A entrevista de Lula aos blogueiros abalou psicologicamente a mídia, tanto na casa grande (editorias) como na senzala (redação). Ficaram doidinhos da silva. Não entenderam nada. Uns criticaram o fato de serem "chapas-brancas". O Globo deu na capa: "foi a primeira entrevista a favor". Ué, então os repórteres fazem entrevista "contra"? Tudo foi novo, original, estranho. O pasquim kamelista centrou fogo especificamente no Cloaca News, sabe-se lá porque. O Cloaca é um blog singelo, humilde, com uma ironia agreste e poética, repleto de misticismo; magnético, direto, silencioso, fulminante, como aquele matador interpretado por Javier Bardem do filme dos irmãos Cohen... Na blogosfera, no entanto, os fracos tem sua vez.
Houve um pouquinho de ciumeira entre os próprios blogueiros, e inclusive me pediram para falar disso, mas acho bobeira. Normal também. Minha mulher tá trabalhando em São Paulo e quando eu falei com ela da novidade, sua primeira reação foi negativa: "por que VOCÊ não está lá?". Aí expliquei-lhe calmamente que isso não importava, era como se eu estivesse, o grupo que foi era a minha galera, muitos dos quais conheci pessoalmente, que reproduzem meus textos, e, sobretudo, autênticos soldados dessa duríssima batalha contra os desmandos midiáticos que travamos há anos.
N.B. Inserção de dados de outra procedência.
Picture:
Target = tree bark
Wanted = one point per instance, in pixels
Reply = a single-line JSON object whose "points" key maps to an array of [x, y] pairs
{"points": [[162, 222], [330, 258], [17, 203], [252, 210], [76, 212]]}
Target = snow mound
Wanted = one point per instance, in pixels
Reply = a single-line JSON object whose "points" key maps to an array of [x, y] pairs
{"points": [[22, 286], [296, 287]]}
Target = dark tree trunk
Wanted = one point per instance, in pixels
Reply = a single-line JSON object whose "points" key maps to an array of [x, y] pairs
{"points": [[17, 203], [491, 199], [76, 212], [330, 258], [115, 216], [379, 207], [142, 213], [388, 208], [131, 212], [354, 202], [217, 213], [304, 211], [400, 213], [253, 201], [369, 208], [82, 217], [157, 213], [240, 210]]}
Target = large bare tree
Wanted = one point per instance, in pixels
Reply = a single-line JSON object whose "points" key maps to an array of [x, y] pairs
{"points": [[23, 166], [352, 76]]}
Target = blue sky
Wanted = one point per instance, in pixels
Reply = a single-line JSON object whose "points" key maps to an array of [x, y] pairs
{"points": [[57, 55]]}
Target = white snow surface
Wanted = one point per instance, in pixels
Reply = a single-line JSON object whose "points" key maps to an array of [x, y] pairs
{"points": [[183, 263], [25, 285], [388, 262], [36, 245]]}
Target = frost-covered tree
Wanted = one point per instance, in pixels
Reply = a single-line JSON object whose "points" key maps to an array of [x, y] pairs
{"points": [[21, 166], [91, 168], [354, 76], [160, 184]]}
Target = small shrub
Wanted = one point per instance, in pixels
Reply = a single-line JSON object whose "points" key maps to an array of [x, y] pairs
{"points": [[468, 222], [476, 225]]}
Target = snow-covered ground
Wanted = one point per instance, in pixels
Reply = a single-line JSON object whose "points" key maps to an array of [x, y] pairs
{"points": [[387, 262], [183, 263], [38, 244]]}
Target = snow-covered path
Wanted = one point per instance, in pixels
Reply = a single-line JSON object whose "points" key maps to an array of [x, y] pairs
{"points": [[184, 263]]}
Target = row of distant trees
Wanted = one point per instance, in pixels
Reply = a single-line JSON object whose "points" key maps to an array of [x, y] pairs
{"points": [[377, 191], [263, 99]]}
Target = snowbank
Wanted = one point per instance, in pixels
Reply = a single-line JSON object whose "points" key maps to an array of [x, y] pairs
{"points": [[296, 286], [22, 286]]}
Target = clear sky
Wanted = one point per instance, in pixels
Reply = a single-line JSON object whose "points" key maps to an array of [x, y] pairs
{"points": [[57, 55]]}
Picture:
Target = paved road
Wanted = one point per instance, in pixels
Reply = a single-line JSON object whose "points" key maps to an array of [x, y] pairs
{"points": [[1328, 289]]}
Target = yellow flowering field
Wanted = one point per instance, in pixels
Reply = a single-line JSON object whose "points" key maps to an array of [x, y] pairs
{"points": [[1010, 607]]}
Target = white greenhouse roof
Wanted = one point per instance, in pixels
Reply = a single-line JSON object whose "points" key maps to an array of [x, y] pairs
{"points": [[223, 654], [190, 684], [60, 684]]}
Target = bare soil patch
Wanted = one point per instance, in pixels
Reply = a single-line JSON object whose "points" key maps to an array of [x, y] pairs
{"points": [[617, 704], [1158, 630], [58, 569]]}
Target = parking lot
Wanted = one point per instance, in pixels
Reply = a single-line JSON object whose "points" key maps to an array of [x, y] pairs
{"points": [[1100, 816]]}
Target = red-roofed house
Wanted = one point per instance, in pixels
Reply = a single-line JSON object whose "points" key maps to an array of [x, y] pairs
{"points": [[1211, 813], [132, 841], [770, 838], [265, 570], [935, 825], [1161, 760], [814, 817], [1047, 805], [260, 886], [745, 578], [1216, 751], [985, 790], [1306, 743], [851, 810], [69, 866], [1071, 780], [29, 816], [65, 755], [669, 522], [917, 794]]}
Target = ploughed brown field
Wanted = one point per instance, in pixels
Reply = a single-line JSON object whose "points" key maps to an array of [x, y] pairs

Normal porque minha mulher me vê mergulhado nessa luta, empenhando todos meus recursos intelectuais e físicos, recusando-me a procurar emprego ou qualquer outro trabalho, para fazer o que eu gosto tanto de fazer, que é escrever e dar combate ao golpismo odioso das famiglias que dominam a comunicação de massa no Brasil, trabalhando (eu) com um espírito quase missionário, quase messiânico, quase louco, normal que ela fique ansiosa por ver resultados concretos para MIM. Mas não é assim que funciona, expliquei-lhe, a nossa luta é coletiva.
Tanto foi diferente que pela primeira vez os próprios "entrevistadores" foram entrevistados. Com todo respeito aos jornalistas, os blogueiros ocupam uma posição bem mais interessante. Eles tem opinião própria. Eles são donos de seus blogs. Cada blogueiro é o Cidadão Kane de seu próprio espaço na internet. Num jornal, temos uma legião de repórteres submissos, calados e obedientes e dois ou três colunistas-estrela, que ganham dez vezes mais, e que supostamente tem direito à própria opinião mas que, agora isso é claro como cachaça, apenas fazem o papel de porta-vozes dos proprietários. O blogueiro, o verdadeiro blogueiro, dono de seu blog, não o que trabalha para a Veja e O Globo, é uma figura original no campo da comunicação.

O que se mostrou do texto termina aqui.